Aksaray Murat Paşa Külliyesi

Murad Paşa Camii, İstanbul’un Fatih ilçesinin Yusufpaşa semtinde Millet Caddesi ile Vatan Caddesi’nin kesiştiği noktada Aksaray Meydanı’ndaki camidir.

Fatih Sultan Mehmet Han dönemi vezirlerinden Has Murad Paşa tarafından 1465-1471 yılları arasında yaptırıldı. İki fonksiyonlu Bursa Okulu üslubundadır. Duvarlar kesme taş ve tuğladır.

Aslında külliyedir. Ancak günümüze sadece cami ve hazinesinin bir kısmı gelebilmiştir. Erken Osmanlı plan tipini gösterir. 

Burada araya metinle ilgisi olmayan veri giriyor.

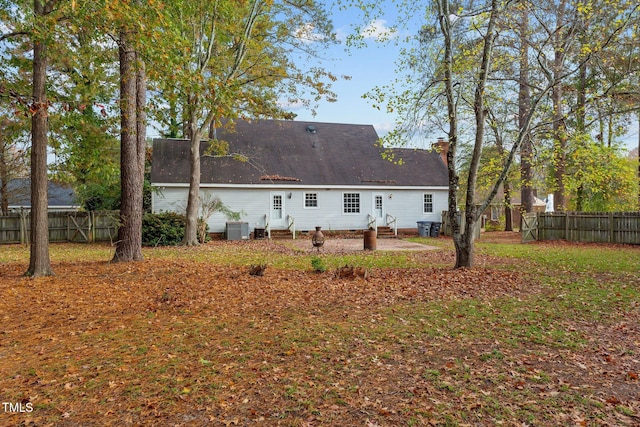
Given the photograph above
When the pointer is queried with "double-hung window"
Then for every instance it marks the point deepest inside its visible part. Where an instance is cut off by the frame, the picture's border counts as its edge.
(427, 203)
(310, 200)
(350, 203)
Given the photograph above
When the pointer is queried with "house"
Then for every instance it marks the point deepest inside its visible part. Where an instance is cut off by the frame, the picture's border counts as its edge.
(60, 197)
(298, 175)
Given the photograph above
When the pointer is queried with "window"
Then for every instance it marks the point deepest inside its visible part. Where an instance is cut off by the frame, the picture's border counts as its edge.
(495, 213)
(310, 200)
(377, 205)
(351, 203)
(427, 206)
(276, 212)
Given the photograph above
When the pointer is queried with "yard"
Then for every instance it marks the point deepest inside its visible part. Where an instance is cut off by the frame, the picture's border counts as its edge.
(537, 334)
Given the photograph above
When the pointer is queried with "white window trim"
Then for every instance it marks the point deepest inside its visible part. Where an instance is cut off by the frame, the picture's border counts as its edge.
(359, 203)
(304, 200)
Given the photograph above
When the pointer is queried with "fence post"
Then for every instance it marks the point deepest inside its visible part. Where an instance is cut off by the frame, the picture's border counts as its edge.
(611, 228)
(92, 229)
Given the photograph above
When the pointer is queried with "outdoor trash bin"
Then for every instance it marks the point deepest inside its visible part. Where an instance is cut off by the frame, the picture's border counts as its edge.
(424, 228)
(435, 229)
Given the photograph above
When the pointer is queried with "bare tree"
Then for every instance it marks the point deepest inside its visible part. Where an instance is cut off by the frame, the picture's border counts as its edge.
(39, 260)
(132, 150)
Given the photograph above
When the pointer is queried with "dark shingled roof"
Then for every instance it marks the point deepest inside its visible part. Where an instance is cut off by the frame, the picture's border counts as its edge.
(299, 153)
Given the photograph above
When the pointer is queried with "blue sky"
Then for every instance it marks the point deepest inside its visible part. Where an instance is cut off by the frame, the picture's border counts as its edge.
(371, 66)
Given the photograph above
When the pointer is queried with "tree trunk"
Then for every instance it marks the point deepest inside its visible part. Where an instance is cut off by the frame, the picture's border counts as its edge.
(559, 128)
(524, 106)
(4, 178)
(193, 199)
(581, 120)
(129, 244)
(39, 261)
(508, 220)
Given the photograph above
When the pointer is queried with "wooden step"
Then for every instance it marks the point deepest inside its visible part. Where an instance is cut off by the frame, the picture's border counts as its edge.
(385, 232)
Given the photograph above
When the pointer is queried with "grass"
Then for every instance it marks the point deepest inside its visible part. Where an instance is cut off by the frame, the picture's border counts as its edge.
(533, 359)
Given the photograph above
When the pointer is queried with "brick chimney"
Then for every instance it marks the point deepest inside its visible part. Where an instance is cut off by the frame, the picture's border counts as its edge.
(442, 146)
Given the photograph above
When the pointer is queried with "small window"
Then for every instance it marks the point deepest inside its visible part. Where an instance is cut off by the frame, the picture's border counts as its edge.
(310, 200)
(495, 213)
(351, 203)
(427, 206)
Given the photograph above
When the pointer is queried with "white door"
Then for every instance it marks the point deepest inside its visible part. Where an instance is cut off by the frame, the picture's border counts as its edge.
(277, 210)
(378, 209)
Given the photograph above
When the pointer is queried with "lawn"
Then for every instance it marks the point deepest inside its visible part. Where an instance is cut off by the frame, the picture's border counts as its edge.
(541, 334)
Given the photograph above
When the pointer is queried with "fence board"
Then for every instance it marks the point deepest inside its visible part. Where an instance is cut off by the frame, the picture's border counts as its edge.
(594, 227)
(99, 226)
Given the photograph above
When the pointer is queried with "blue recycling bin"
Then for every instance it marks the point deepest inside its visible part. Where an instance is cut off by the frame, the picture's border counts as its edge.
(435, 229)
(424, 228)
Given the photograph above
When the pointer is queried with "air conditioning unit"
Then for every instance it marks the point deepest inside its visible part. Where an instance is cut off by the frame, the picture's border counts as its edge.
(237, 230)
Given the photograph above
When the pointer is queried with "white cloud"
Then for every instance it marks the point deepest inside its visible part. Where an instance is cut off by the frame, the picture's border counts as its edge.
(378, 29)
(307, 33)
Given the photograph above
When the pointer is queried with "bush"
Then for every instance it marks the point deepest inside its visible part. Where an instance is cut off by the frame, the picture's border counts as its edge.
(163, 229)
(166, 229)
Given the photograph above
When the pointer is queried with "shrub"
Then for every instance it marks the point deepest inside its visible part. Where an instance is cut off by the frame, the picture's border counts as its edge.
(164, 229)
(318, 264)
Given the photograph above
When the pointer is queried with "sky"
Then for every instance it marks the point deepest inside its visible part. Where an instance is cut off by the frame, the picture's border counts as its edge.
(371, 66)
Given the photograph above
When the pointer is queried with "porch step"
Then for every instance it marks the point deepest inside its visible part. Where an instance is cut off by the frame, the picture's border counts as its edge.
(385, 232)
(281, 234)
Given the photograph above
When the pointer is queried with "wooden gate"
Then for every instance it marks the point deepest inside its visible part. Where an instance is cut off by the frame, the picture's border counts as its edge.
(79, 228)
(529, 227)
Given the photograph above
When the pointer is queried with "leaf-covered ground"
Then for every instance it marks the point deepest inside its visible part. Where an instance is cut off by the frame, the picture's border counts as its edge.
(188, 337)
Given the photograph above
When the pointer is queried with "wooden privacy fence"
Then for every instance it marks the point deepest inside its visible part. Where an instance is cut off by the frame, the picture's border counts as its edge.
(602, 227)
(95, 226)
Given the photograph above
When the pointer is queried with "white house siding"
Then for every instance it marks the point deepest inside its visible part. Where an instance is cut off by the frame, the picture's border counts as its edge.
(406, 204)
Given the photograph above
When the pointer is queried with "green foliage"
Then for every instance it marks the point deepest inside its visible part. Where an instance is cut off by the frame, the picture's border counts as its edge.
(600, 179)
(166, 229)
(162, 229)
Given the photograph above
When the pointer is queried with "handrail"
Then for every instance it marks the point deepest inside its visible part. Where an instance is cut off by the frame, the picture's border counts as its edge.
(267, 226)
(390, 219)
(371, 222)
(292, 225)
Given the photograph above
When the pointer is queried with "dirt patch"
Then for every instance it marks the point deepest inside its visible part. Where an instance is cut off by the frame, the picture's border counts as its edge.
(341, 245)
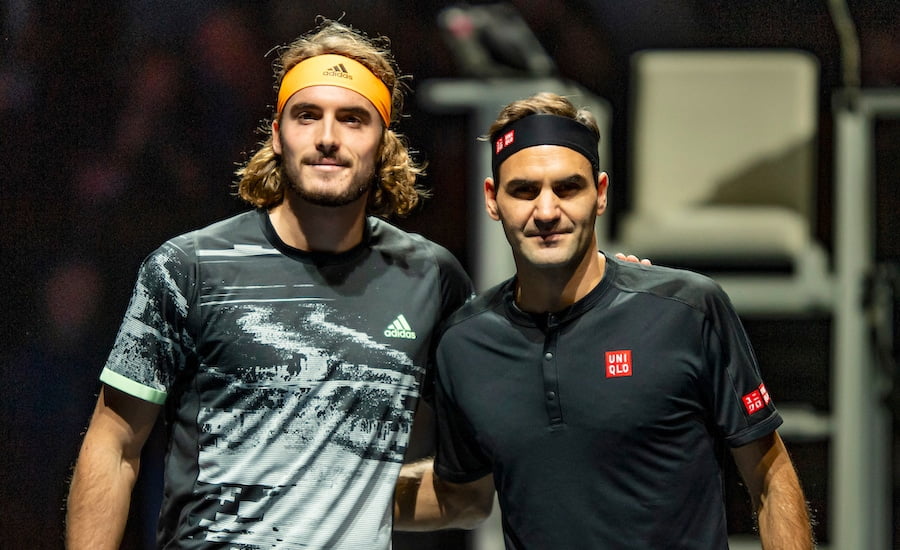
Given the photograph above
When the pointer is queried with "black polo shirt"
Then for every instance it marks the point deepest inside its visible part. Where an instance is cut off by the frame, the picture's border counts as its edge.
(604, 424)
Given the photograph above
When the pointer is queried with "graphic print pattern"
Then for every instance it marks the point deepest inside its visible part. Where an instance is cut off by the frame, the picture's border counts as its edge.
(304, 406)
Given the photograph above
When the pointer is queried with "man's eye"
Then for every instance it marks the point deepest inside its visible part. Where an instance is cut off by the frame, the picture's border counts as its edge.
(524, 193)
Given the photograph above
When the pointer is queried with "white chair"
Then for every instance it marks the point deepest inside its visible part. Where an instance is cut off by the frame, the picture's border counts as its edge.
(723, 172)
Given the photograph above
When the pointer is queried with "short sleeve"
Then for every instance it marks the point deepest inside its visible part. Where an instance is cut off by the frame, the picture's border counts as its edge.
(153, 339)
(743, 409)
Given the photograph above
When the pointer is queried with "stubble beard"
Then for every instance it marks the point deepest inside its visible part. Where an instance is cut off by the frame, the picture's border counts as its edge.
(357, 188)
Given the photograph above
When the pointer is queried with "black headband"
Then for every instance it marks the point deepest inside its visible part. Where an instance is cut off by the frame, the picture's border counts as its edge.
(543, 129)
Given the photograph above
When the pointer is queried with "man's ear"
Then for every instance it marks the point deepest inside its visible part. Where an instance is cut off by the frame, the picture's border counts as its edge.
(276, 138)
(602, 188)
(490, 199)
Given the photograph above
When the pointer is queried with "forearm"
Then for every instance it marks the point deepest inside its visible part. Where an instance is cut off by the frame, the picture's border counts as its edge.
(423, 502)
(99, 497)
(782, 514)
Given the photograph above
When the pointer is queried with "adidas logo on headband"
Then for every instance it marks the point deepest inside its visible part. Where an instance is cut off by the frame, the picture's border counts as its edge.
(339, 71)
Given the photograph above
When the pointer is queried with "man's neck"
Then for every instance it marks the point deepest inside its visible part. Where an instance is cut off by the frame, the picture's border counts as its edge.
(552, 290)
(313, 228)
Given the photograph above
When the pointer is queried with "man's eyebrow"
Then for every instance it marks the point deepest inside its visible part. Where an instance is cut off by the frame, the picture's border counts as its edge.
(572, 178)
(359, 111)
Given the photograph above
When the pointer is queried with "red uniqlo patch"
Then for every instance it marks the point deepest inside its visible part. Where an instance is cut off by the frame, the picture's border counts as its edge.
(756, 400)
(504, 140)
(618, 363)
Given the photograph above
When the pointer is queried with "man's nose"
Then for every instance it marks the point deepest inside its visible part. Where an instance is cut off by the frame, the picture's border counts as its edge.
(327, 141)
(546, 207)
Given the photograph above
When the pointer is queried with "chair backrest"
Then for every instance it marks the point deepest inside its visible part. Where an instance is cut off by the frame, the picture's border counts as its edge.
(723, 127)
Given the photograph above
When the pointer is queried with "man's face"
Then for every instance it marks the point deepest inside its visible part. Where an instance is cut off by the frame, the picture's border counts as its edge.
(547, 202)
(328, 138)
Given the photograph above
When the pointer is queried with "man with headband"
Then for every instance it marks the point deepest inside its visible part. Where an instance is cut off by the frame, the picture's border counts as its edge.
(596, 395)
(286, 345)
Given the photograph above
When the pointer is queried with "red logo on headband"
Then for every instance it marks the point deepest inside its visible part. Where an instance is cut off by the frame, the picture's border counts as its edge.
(504, 141)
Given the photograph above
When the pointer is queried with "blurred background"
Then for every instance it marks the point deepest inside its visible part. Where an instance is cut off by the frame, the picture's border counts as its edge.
(123, 122)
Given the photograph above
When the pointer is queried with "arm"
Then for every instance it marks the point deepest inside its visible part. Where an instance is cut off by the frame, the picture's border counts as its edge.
(775, 490)
(106, 470)
(425, 502)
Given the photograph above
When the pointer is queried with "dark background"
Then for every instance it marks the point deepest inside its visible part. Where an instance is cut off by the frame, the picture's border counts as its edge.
(123, 122)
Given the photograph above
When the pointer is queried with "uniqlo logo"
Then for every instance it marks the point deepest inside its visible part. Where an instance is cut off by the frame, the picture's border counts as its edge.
(756, 400)
(504, 141)
(618, 363)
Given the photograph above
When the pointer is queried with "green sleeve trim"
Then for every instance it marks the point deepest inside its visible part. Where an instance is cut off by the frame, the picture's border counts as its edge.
(131, 387)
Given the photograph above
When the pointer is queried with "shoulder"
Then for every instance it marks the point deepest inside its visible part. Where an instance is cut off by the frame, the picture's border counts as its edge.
(224, 234)
(677, 286)
(481, 308)
(390, 239)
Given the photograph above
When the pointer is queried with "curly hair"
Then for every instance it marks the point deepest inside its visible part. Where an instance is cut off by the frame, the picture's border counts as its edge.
(542, 103)
(396, 192)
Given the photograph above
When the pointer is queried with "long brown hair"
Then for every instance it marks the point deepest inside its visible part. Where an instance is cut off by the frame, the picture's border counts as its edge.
(395, 192)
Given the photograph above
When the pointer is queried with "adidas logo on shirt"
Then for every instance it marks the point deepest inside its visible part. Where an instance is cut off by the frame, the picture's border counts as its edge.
(339, 71)
(399, 328)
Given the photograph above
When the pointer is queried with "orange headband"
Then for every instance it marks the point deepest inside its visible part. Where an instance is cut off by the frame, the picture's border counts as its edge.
(336, 70)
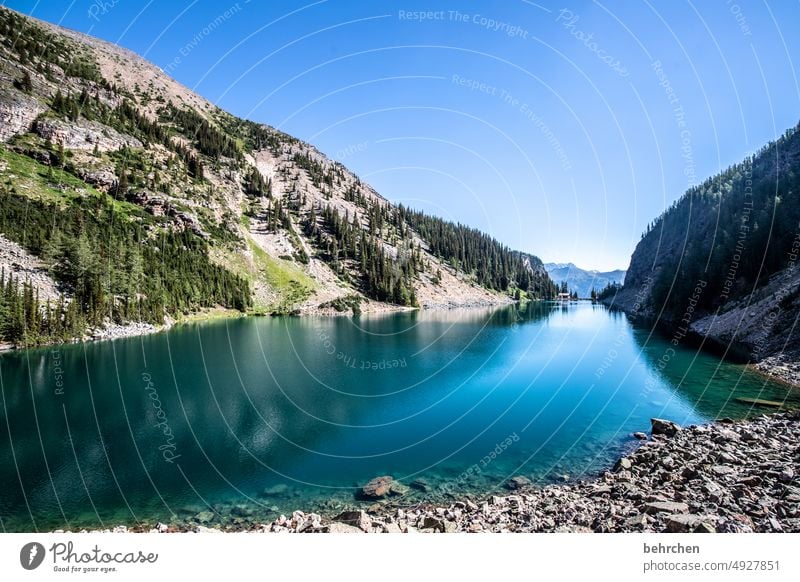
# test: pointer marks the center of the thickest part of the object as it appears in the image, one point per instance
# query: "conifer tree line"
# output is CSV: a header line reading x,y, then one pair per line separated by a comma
x,y
347,246
739,228
493,264
109,267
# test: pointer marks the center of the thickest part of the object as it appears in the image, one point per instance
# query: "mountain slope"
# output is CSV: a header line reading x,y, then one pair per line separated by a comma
x,y
581,281
142,201
721,262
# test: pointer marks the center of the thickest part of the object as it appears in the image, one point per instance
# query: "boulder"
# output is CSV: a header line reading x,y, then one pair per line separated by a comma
x,y
204,517
420,485
337,527
357,519
623,464
377,488
666,507
517,482
682,523
664,427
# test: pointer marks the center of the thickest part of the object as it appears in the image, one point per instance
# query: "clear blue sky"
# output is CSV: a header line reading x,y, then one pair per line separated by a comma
x,y
555,129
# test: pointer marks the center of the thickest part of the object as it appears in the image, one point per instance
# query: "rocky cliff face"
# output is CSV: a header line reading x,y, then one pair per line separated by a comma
x,y
263,201
721,263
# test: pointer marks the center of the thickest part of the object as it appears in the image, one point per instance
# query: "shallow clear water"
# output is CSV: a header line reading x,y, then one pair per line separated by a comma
x,y
275,414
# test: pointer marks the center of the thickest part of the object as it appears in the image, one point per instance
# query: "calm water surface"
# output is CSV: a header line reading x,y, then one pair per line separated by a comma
x,y
248,418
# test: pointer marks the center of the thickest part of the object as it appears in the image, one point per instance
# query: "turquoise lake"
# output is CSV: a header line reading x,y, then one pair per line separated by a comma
x,y
249,418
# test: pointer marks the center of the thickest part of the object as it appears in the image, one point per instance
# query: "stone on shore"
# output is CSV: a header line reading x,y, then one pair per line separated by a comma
x,y
518,482
664,427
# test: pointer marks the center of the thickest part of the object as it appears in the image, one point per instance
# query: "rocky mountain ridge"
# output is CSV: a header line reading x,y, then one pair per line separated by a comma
x,y
92,126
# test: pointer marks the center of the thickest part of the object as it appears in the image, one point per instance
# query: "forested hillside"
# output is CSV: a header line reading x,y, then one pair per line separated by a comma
x,y
722,249
142,201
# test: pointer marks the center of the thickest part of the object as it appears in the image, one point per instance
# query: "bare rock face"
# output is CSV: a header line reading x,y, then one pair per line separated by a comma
x,y
84,135
17,114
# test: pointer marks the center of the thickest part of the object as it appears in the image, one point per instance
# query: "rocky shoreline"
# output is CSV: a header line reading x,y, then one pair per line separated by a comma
x,y
723,477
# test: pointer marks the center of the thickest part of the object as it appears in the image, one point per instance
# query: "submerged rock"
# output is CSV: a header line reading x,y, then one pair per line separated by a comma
x,y
377,488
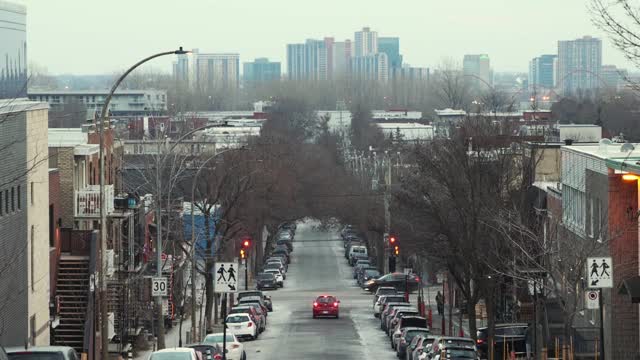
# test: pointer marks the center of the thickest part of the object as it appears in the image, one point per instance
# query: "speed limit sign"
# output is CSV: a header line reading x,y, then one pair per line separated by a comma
x,y
159,286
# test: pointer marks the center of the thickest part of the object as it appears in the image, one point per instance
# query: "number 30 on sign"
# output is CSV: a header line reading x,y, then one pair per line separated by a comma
x,y
159,286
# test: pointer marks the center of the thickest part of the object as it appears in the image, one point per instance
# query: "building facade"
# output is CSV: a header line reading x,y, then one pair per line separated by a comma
x,y
579,64
123,102
24,228
296,62
391,47
370,67
215,71
261,70
366,42
542,71
341,61
13,50
478,68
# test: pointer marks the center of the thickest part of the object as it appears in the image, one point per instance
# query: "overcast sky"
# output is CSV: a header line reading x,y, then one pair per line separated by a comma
x,y
100,36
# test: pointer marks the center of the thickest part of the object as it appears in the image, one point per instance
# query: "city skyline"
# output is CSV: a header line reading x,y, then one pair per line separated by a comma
x,y
445,34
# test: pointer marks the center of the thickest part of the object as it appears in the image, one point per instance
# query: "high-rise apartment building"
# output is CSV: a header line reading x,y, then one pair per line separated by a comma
x,y
296,62
308,61
579,64
261,70
478,68
542,71
13,50
391,47
341,58
207,72
366,42
370,67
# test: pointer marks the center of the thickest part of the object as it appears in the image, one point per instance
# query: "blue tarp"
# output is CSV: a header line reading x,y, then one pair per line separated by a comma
x,y
200,233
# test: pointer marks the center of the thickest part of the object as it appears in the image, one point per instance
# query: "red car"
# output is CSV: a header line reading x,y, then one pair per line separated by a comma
x,y
326,305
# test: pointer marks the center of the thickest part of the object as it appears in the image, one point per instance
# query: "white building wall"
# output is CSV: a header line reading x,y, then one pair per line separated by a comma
x,y
37,208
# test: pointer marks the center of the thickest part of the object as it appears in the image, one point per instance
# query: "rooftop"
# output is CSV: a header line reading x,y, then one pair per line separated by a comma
x,y
8,106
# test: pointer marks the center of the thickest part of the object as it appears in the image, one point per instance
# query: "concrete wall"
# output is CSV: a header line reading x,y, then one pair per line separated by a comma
x,y
37,208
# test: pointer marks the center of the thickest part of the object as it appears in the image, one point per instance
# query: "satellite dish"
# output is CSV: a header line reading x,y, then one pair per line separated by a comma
x,y
627,147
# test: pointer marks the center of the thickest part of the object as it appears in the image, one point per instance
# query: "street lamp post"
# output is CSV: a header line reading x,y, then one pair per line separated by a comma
x,y
104,323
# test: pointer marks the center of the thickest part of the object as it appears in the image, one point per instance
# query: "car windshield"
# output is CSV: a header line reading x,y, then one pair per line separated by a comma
x,y
177,355
27,355
455,354
326,299
237,318
217,339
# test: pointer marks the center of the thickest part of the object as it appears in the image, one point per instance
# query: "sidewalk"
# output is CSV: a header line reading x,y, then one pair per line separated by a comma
x,y
430,292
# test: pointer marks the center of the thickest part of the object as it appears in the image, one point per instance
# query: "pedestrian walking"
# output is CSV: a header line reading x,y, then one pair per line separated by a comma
x,y
440,303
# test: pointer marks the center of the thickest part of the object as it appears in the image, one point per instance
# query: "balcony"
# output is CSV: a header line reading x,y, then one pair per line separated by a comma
x,y
86,202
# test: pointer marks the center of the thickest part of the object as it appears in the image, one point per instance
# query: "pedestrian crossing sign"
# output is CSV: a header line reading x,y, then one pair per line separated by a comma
x,y
600,272
226,275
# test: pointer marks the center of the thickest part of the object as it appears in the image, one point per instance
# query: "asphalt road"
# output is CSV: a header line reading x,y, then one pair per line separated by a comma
x,y
318,267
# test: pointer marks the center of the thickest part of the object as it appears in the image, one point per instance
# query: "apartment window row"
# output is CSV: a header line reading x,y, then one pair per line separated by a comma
x,y
10,200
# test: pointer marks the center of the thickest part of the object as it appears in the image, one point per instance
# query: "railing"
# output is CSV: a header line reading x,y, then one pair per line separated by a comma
x,y
86,202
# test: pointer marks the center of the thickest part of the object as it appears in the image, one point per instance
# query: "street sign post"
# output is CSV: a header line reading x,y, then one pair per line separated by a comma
x,y
226,277
600,272
592,299
159,286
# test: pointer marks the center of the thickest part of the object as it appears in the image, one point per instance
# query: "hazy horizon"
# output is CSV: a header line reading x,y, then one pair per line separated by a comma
x,y
428,32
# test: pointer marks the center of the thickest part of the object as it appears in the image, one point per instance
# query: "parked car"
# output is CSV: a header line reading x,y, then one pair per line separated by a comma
x,y
384,290
242,326
266,281
256,313
388,310
396,280
326,305
42,353
406,322
442,343
377,307
422,343
265,298
235,349
367,274
514,335
398,314
405,339
175,354
208,351
277,274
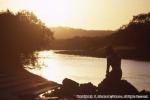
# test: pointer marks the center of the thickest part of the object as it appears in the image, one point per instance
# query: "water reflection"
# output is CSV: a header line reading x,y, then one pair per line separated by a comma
x,y
89,69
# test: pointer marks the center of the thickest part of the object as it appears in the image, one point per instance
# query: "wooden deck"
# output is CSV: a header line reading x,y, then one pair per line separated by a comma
x,y
15,87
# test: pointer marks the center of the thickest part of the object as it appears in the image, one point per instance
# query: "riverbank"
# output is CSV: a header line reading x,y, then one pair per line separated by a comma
x,y
23,85
71,90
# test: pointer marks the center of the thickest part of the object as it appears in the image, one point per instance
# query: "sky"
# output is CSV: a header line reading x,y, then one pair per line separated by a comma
x,y
85,14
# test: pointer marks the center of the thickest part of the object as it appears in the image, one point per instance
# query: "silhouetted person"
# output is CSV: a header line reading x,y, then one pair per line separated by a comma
x,y
114,61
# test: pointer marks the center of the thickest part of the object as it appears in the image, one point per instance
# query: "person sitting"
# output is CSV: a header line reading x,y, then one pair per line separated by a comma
x,y
113,60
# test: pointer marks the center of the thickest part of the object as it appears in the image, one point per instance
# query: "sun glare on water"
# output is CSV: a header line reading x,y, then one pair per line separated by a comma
x,y
51,69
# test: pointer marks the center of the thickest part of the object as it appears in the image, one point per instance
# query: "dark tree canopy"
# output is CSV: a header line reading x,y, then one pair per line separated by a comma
x,y
21,34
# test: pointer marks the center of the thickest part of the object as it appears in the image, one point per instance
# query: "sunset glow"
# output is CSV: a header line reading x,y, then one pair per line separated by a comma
x,y
86,14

Önü revaklı, son cemaat yeri olan, arka arkaya iki kubbesi bulunan, 2 hücreyle konumlandırılmış bir külliyedir.

Ayasofya Külliyesi

Ayasofya Külliyesi; Ayasofya’nın, çevresindeki yapılarla birlikte oluşturduğu bir külliyedir. Külliye kapsamında türbeler, sıbyan mektebi, medrese, kütüphane, imaret gibi yapılar bulunur.

Ayasofya avlusunda ilk türbe, Mimar Sinan tarafından II. Selim Han için inşa edildi. Mimar Davud Ağa tarafından III. Murad Han, 17. yüzyıl başında ise III. Mehmed Han için birer türbe inşa edildi. Sonrasında ise Şehzadeler Türbesi eklendi. 1639’da vefat eden I. Mustafa Han için, yapının camiye dönüştürülmesinden beri yağhâne olarak kullanılan vaftizhane, bir türbeye dönüştürüldü. 1648’de vefat eden Sultan İbrahim’in naaşı da buraya defnedildi.

Beşiktaş Sinan Paşa Külliyesi

Beşiktaş’ta Barbaros Bulvarı ile Beşiktaş caddesinin birleştiği noktada yer alan külliye Mimar Sinan’ın eseri olup cami, medrese, mektep ve çifte hamamdan oluşmaktadır. Külliyenin bânisi Kaptanıderyâ Sinan Paşa, külliyenin inşası bitmeden vefat etmiş (960/1553) ve külliye onun ölümünden sonra tamamlanmıştır. Kitâbesinde bitiriliş tarihi 963 (1555-56) olarak verilmektedir. Sinan Paşa’nın büyük ihtimalle caminin yanında yapılmasını istediği türbe yapılamamış, vefatında Üsküdar Mihrimah Sultan Camii hazîresine gömülmüştür.

Beşiktaş Yahya Efendi Külliyesi

İstanbul Beşiktaş ilçesi Yıldız mahallesinde Çırağan caddesine bağlanan Yahyâ Efendi çıkmazında yer almaktadır; kuruluşu 945 (1538) yıllarına kadar götürülebilir. Şeyh Yahyâ Efendi’nin kendi imkânları ile satın aldığı geniş arazi daha sonra Yıldız ve Çırağan saraylarının arazilerine katılan geniş bir parçayı, ayrıca Yüksek Denizcilik Okulu’nun arsasını da içine almakta, Yıldız tepesinden Boğaziçi kıyısına kadar kesintisiz uzanmaktaydı. Yahyâ Efendi burada mescid-tevhidhâne, medrese, hamam, çeşme ve evlerden oluşan bir külliye niteliğindeki ilk tekkeyi tesis etmiş, çevresini bağlar ve çiçek bahçeleriyle donatmıştır. İlk tekkenin çekirdeğini Yahyâ Efendi’nin mescid-tevhidhâne olarak kullandığı evinin teşkil ettiği anlaşılmaktadır. Daha sonra Velizâde Ahmed Efendi adında bir kişinin minber ilâvesiyle mekân cami-tevhidhâneye dönüşmüş, bu arada tekkenin bulunduğu yere kemerlerle su getirilmiştir.